Quintette Du Hot Club de France - History

History

There are several versions of how the band was formed. The most generally accepted version amongst modern jazz historians is that the group evolved from a series of backstage jams led by Django Reinhardt, with Stephane Grappelli. However, bassist Louis Vola said in an interview that he found the Reinhardt brothers playing on a beach at Toulon. He invited them to jam with his own band, which included Grappelli and guitarist Roger Chaput.

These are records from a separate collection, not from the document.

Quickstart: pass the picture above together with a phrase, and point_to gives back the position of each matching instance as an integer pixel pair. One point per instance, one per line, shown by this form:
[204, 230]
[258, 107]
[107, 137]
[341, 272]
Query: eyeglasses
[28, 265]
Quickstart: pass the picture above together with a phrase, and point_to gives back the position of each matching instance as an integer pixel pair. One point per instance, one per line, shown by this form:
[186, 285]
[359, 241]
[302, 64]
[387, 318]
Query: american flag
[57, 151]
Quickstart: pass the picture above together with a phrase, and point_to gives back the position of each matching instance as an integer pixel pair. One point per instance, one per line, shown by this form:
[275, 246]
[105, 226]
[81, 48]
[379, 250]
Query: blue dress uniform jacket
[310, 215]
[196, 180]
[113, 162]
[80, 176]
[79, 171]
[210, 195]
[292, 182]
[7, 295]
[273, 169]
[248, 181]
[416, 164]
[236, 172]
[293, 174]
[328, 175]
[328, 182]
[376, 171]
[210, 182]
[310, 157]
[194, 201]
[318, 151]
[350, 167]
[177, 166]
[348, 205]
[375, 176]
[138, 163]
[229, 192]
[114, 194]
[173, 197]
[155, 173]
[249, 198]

After a series of informal jam sessions at the Hotel Claridge, concert promoters Pierre Nourry and Charles Delaunay (leaders of the "Hot Club de France", a society chaired by Hugues PanassiƩ devoted to the appreciation of jazz) urged the formation of a full time group. With the addition of Reinhardt's brother Joseph on second rhythm guitar, the quintet popularized the gypsy jazz style. A series of European tours were very successful, with the group enjoying particular popularity in the UK. Several bassists and rhythm guitarists rotated in and out of the group, with Django and Grappelli remaining the sole constants. In 1937, the American jazz singer Adelaide Hall opened a nightclub in Montmartre along with her husband Bert Hicks and called it 'La Grosse Pomme.' She entertained there nightly and hired the Quintette du Hot Club de France as one of the house bands at the club. As World War II broke out in September 1939, the Quintette was on a concert tour of England. Reinhardt, who spoke virtually no English, immediately returned to France, where he thought he would feel safer than in the UK. Grappelli, meanwhile, stayed in England.

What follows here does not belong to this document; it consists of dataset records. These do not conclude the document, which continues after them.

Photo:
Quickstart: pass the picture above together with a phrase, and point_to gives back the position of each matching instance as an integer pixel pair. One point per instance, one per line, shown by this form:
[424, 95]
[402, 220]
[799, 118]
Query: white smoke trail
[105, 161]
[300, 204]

Django continued using the Quintette name with a different group, featuring Hubert Rostaing as the first of several clarinetists backed by a more conventional rhythm section with drums, bass and a rhythm guitar played by Django's son Lousson Reinhardt, or his brother Joseph. This version of the Quintette often featured six, not five, players, and was usually billed as "Django et le Quintette du Hot Club de France", or sometimes as Django's "Nouveau Quintette". Due to wartime shortages of material, this version of the Quintette did not issue many recordings, although they did issue the first recording of the Django Reinhardt composition Nuages, later to become a jazz standard.

In 1946, after the war, Grappelli and Django re-teamed under the Quintette banner in an all-string format. As before, they cycled through a number of rhythm guitarists and bassists. This last iteration of the Quintette performed and recorded intermittently until about 1948.